Let $D^n$ denote the closed unit ball in $\Bbb R^n$. In multiple sources proving Brown's generalized Schoenflies theorem (including a version in the original paper), the following consequence of Brouwer's invariance of dimension is stated without proof.
If $f: D^n \rightarrow D^n$ with only one non-singleton inverse set $f^{-1}(y)$ disjoint from the boundary, then $y$ is in the interior of the image of $f$.
I am at a loss as to how to go from invariance of dimension to this.
EDIT: I just went through the proof of generalized Schoenflies in Bing's book, and he doesn't makes use of this fact. I'm still interested how one proves this from invariance of dimension (or using similar homological techniques as such).
The invariance of domain theorem states that if $U$ is an open domain of $\mathbb R^n$ and $f:U\to\mathbb R^n$ is continuous and injective, then $f$ is open and in fact $f$ is an homeomorphism. See here.
Now we come to the question.
By continuity, $f^{-1}(y)$ is closed.

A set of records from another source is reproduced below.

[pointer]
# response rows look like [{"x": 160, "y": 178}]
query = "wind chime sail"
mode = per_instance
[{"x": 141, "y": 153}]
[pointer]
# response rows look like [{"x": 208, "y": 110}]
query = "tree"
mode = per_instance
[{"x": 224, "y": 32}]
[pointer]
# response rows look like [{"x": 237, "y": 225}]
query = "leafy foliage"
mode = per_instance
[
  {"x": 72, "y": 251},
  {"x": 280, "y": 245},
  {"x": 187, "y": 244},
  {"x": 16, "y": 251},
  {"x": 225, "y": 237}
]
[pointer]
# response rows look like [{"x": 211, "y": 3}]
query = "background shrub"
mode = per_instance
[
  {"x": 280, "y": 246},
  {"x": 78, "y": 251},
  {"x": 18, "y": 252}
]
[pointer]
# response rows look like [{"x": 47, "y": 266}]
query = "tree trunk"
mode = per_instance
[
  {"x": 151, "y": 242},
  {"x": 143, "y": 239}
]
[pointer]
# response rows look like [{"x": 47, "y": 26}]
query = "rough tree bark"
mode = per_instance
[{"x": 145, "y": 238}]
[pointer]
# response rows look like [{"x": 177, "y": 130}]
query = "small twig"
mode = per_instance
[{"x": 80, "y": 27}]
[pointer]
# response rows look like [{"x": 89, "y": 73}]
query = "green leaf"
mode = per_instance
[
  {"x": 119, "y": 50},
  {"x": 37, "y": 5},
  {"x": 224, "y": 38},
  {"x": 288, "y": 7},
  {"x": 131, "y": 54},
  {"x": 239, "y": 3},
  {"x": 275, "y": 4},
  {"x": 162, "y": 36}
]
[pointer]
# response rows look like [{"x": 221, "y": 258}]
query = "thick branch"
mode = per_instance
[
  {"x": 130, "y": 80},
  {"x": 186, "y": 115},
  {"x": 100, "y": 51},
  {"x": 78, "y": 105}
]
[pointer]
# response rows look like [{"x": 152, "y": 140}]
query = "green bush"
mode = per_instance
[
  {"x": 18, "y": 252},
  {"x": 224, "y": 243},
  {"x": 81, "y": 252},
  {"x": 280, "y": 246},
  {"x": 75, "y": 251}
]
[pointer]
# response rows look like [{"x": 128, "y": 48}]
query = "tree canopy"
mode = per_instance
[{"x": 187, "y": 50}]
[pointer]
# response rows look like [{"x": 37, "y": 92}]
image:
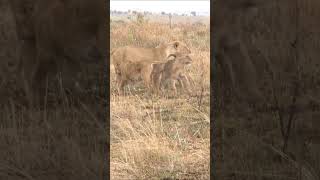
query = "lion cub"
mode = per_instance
[{"x": 173, "y": 71}]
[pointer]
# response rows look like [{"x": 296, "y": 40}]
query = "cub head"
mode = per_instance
[
  {"x": 177, "y": 48},
  {"x": 185, "y": 60}
]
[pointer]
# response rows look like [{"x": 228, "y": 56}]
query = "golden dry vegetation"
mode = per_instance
[{"x": 161, "y": 137}]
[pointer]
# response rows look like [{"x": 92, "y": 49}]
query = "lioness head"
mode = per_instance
[
  {"x": 176, "y": 48},
  {"x": 185, "y": 60}
]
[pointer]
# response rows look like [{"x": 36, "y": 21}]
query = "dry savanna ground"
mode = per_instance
[{"x": 161, "y": 137}]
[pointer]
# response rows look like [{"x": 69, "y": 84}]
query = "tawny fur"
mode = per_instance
[{"x": 124, "y": 57}]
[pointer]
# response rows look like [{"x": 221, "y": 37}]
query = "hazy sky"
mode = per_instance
[{"x": 159, "y": 6}]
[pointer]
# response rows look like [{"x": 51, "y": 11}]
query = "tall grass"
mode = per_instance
[{"x": 159, "y": 137}]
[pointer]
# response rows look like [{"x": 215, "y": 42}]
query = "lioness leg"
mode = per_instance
[{"x": 185, "y": 83}]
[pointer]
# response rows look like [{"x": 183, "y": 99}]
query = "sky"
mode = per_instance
[{"x": 201, "y": 6}]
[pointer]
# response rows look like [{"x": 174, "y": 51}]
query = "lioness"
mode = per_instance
[{"x": 123, "y": 57}]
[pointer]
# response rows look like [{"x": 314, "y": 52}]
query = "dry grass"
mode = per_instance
[{"x": 159, "y": 137}]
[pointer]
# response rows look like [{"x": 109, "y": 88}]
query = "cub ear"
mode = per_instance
[
  {"x": 176, "y": 44},
  {"x": 157, "y": 65}
]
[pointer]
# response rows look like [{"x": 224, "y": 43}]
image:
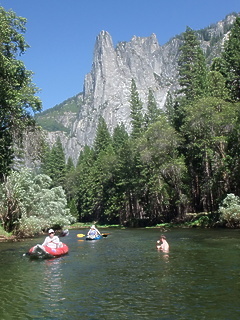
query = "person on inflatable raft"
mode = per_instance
[
  {"x": 52, "y": 241},
  {"x": 93, "y": 232}
]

Let $U=int(D^n)\setminus f^{-1}(y)$. $U$ is not empty otherwise $f(D^n)=y$ and therefore $f^{-1}(y)$ contains the boundary of $D^n$.
So $f(U)$ is open and homeomorphic to $U$. By definition, there is a sequence $u_n\in U$ so that $u_n\to f^{-1}(y)$. This provides a sequence $z_n=f(u_n)$ in the interior of the image of $f$ so that $z_n\to y$.
If $y$ is not an interior point, there is a second sequence of points $w_n\to y$ not in the image of $f$. Let $\gamma_n$ be an arc between $z_n$ and $w_n$ wich do not contains $y$. $f^{-1}(\gamma)$ must contain a point of $\partial D^n$. So we have that there is $x_n\in\partial D^n$ so that $f(x_n)\to y$. $x_n$ has an accumulation point $x\in\partial D^n$ and by continuity $f(x)=y$. Thus, if $y$ is not an interior point, then $f^{-1}(y)$ intersects the boundary.